TOSS: Tri-Lab Operating System Stack

Who uses TOSS?
TOSS Components
Deploying TOSS
TOSS Requirements
TOSS Limitations
The TOSS Release Cadence
Supported Versions
Comparison of TOSS with other HPC OSes
History of TOSS
The TOSS Team and Other Contributors
Footnotes
Citing / Referencing TOSS

The Tri-Lab Operating System Stack (TOSS) is a RedHat-based, limited release, OS distribution for HPC systems. The goal of the TOSS project has been to increase efficiencies in the ASC Tri-Lab community with respect to both the utility and the cost of a common computing environment. The project delivers a fully functional cluster operating system, based on Red Hat Linux, capable of running MPI jobs at scale on hardware across the Tri-Lab complex. Today, practically all LLNL Livermore Computing systems run TOSS.¹

TOSS integrates a commodity base operating system with cluster administration tools, a parallel filesystem, batch scheduler, and reference development environment. These components are then rigorously tested on hardware platforms and with codes that are relevant to the NNSA missions.²

Who uses TOSS?

TOSS is developed and maintained by Livermore Computing (LC) at Lawrence Livermore National Laboratory and explicitly developed to support the ASC Tri-Lab community, including the HPC centers at Los Alamos National Laboratory and Sandia National Laboratories. In addition to these US Department of Energy laboratories, TOSS is used by the Navy Nuclear Laboratory and NASA. Some sites choose to use TOSS as turnkey solution, with minimal or no changes to the base distribution. Other sites adapt the distribution to meet the needs of their local communities.

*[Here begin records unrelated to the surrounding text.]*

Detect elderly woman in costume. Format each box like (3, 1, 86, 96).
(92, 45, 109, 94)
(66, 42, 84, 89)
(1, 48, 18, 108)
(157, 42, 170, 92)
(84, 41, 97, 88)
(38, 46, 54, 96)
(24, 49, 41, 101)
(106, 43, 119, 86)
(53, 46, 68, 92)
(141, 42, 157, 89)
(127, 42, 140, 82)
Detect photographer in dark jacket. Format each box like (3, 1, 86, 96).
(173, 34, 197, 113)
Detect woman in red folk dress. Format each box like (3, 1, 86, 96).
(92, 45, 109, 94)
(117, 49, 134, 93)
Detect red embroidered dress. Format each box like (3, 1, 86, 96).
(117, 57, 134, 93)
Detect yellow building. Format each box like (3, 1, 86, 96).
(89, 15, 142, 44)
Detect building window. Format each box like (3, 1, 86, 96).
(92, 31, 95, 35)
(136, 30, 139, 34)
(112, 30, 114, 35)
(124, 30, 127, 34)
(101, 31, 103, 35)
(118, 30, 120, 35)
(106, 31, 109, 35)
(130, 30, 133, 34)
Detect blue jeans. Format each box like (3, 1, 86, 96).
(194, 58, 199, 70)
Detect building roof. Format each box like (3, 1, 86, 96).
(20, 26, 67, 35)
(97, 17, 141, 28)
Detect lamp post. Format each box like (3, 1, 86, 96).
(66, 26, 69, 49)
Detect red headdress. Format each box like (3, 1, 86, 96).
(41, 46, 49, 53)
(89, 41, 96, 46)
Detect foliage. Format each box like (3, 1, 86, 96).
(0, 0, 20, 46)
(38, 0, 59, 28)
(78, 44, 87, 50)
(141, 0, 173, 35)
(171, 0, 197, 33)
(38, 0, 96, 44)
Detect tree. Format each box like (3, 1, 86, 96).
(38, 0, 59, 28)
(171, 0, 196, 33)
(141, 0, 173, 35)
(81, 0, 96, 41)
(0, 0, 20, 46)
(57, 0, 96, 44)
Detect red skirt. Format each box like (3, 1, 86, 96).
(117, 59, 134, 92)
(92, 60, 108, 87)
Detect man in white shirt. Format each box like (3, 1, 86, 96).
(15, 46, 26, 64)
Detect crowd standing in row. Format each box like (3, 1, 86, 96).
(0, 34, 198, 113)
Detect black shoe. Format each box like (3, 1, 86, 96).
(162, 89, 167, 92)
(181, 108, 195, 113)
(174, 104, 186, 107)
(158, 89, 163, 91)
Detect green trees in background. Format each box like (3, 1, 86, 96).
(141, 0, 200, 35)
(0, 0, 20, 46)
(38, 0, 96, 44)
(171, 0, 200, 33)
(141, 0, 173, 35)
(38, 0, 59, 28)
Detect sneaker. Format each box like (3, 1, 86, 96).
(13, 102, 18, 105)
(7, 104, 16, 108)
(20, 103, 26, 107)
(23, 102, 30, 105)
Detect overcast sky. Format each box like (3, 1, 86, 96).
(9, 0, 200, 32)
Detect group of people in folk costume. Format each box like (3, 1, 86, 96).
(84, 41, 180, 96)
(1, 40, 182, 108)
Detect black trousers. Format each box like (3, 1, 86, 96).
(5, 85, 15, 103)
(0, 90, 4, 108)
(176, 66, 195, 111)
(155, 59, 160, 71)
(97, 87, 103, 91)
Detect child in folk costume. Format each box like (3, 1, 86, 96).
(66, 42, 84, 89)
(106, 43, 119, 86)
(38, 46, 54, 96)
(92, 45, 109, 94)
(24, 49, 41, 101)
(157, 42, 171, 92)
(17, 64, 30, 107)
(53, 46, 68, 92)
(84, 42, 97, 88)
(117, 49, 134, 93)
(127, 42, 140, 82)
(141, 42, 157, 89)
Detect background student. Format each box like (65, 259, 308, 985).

While TOSS is a community effort, it is shared with sites who are able to fully support their own communities. The TOSS distribution does not come with any monetary exchange or support agreement.

TOSS Components

Red Hat Enterprise Linux (RHEL) is the base OS for TOSS, and provides the majority of packages (see Table 1 for historical example). Additional packages are brought in from Fedora’s Extra Packages for Enterprise Linux (EPEL) collection. The current major version of TOSS, TOSS 4, is based on RHEL8.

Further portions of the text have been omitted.